Reputation: 393
I'm trying to figure out the average frequency or range of a person's voice as they speak into the microphone. It does not have to be real time. My approach so far was to use AVAudioEngine and AVAudioPCMBuffer, get the buffer data and convert it to FFT.
inputNode.installTap(onBus: 0, bufferSize: 1024, format: recordingFormat) { (buffer: AVAudioPCMBuffer, when: AVAudioTime) in
self.recognitionRequest?.append(buffer)
let data = buffer.floatChannelData?[0]
let arrayOfData = Array(UnsafeBufferPointer(start: data, count: Int(buffer.frameLength)))
let fftData = self.performFFT(arrayOfData)
}
func performFFT(_ input: [Float]) -> [Float] {
var real = [Float](input)
var imag = [Float](repeating: 0.0, count: input.count)
var splitComplex = DSPSplitComplex(realp: &real, imagp: &imag)
let length = vDSP_Length(floor(log2(Float(input.count))))
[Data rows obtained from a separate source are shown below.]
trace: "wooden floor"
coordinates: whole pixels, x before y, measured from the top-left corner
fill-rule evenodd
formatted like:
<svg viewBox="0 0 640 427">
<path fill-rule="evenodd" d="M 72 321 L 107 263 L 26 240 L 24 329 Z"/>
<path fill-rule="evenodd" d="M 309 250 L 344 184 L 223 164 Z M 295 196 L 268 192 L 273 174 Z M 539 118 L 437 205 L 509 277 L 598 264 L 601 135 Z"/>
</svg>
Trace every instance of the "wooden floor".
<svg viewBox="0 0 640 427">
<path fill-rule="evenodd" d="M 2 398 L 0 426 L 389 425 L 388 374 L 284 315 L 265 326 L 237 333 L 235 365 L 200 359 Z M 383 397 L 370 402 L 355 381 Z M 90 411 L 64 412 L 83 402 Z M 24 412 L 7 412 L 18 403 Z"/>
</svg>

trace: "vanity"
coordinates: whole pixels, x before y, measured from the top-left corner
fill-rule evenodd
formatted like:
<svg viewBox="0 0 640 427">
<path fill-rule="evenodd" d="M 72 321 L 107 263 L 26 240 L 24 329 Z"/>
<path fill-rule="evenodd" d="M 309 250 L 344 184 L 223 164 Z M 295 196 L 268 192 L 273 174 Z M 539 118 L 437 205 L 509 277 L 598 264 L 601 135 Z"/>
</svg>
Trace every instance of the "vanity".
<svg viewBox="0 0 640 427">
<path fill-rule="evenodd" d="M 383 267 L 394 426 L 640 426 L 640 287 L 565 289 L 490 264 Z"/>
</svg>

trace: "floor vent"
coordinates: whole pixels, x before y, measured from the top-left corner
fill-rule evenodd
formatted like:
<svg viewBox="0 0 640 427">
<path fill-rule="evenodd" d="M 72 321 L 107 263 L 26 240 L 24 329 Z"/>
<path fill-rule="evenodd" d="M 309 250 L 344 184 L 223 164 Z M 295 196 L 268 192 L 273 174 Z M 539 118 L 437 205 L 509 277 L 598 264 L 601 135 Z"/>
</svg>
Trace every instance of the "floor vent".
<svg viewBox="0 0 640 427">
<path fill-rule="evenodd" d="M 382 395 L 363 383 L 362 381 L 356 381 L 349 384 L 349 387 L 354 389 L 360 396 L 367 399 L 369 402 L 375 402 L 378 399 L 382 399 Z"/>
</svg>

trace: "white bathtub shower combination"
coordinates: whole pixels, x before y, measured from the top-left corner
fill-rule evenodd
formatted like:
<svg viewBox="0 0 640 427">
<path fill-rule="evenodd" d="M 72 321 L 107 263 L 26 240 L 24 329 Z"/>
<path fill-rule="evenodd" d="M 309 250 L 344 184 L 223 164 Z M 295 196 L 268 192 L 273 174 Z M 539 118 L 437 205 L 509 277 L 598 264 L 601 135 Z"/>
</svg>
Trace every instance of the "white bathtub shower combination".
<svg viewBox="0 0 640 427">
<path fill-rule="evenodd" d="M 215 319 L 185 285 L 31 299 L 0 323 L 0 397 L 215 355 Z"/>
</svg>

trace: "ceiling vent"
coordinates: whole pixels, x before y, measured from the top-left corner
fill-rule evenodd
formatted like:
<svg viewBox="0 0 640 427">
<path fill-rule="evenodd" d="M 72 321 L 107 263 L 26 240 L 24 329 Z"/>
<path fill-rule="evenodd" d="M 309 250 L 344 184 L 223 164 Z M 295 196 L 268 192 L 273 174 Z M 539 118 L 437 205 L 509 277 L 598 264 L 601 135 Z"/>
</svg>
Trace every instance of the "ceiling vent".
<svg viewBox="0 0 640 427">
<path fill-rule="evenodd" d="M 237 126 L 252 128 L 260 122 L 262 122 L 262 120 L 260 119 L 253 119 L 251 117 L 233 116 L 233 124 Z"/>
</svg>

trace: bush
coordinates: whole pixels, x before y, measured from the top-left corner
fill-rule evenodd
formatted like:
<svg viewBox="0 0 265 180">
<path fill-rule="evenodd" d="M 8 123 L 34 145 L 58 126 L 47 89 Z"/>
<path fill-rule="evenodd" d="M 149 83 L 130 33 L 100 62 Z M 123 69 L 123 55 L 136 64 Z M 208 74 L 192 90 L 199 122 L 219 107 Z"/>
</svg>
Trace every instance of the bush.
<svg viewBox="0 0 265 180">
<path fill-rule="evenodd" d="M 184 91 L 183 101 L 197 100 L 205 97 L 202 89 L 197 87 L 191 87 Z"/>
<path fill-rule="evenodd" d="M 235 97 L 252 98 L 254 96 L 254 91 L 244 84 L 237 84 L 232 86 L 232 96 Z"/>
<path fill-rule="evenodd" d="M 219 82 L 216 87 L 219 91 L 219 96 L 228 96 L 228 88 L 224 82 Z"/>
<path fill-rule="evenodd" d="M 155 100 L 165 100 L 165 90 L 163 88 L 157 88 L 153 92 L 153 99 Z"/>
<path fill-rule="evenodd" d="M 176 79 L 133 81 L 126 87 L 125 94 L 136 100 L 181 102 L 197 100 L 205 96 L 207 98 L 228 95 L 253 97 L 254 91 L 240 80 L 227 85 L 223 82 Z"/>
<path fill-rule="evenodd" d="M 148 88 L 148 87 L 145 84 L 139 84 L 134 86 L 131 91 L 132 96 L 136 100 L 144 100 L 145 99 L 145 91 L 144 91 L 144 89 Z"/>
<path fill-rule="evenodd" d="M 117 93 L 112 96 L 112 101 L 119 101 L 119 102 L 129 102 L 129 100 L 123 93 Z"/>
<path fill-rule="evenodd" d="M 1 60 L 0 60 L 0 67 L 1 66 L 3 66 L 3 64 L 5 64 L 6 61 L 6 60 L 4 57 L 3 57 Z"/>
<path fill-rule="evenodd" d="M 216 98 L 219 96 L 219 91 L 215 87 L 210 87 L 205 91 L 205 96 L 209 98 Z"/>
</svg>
let radix = FFTRadix(kFFTRadix2)
let weights = vDSP_create_fftsetup(length, radix)
vDSP_fft_zip(weights!, &splitComplex, 1, length, FFTDirection(FFT_FORWARD))
var magnitudes = [Float](repeating: 0.0, count: input.count)
vDSP_zvmags(&splitComplex, 1, &magnitudes, 1, vDSP_Length(input.count))
var normalizedMagnitudes = [Float](repeating: 0.0, count: input.count)
vDSP_vsmul(sqrt(magnitudes), 1, [2.0 / Float(input.count)], &normalizedMagnitudes, 1, vDSP_Length(input.count))
vDSP_destroy_fftsetup(weights)
return normalizedMagnitudes
}
public func sqrt(_ x: [Float]) -> [Float] {
var results = [Float](repeating: 0.0, count: x.count)
vvsqrtf(&results, x, [Int32(x.count)])
return results
}
I think I'm returning proper FFT Data, printing looks like this:
However this can't be the correct Hz. It was me speaking, and avg male voices have a range of 85 to 180 Hz. I'm just not sure where to go from here.
Goal is to find a frequency average or range for the when a user speaks through the mic. Thanks so much for any help!!!
Upvotes: 2
Views: 1040
Reputation: 70693
The FFT magnitude is a spectral frequency estimator (which doesn't work for many voice pitches), not a pitch detection/estimation algorithm. Try a pitch estimation algorithm instead, which can better detect a fundamental pitch even if the vocal harmonic/overtone series has more spectral power.
Upvotes: 1